The area set for guests below the stage was an open floor with a high ceiling surrounded by balconies where more people could stand or sit as they liked. Staff carrying trays with refreshments moved quietly to and fro, providing for the guests. Given the size of the hall, the number of people attending did seem kind of small to Ling Qi. There were, at her count, less than fifty people, not including staff and bodyguards or personal servants.
She saw Bai Meizhen, seated in one of the front rows with her hands held patiently in her lap. A handful of brave, if nervous-looking, young men and women seemed to be trying to engage her in conversation. Bao Qingling stood on one of the balconies above, leaning on the railing, putting off an unapproachable air.
They might have arrived together, but it looked like they were avoiding being too obvious away from the Sect. Ling Qi felt a pang of annoyance on Meizhen’s behalf, but that was just how things were.
Continuing to scan the crowd, Ling Qi heard Wang Chao’s braying laugh. At least he was having fun boasting about his military assignments to a gaggle of lesser nobles. Her lips quirked up when she heard him throwing in a comment praising her as well. Wang Chao was really unsubtle, but he was honest in his intentions at least.

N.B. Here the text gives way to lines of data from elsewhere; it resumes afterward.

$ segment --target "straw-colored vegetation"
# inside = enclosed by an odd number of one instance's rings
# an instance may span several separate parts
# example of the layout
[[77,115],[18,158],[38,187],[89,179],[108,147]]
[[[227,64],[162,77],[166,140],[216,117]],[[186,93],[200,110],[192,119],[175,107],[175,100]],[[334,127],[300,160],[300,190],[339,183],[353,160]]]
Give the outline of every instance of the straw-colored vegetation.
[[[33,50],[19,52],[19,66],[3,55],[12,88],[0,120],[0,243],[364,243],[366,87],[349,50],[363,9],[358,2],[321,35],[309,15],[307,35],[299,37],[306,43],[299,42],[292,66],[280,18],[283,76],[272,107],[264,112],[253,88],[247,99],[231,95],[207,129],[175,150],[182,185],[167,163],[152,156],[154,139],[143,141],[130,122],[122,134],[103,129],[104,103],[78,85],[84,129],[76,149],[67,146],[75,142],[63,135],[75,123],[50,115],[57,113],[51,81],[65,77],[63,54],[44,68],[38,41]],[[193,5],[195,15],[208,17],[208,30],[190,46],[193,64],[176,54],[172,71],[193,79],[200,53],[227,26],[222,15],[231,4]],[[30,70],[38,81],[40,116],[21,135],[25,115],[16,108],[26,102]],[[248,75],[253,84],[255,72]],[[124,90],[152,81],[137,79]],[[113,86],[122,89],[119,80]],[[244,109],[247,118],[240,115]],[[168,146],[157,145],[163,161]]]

However, Ling Qi soon found what she was searching for. Seated in the rearmost of the seating against the back wall was an older woman whose bearing and aura stood out from the young baronial scions milling about. Meng Diu wore a many layered gown of pale green and blue silk, which left not an inch of skin below her chin uncovered. Wide, billowing sleeves embroidered with falling leaves that danced animatedly across the fabric concealed her hands, and whorls of stylized water currents shifted and flowed across the lower hems.
Meng Diu’s face looked much the same as it had in her visit to the court of Xiangmen. She wore heavy, stylized makeup that left her face nearly ghost white with a spot of crimson color on her lips and darker colors around her eyes. Her honey-brown hair was done up in an elaborate bun and looping braids that framed her face.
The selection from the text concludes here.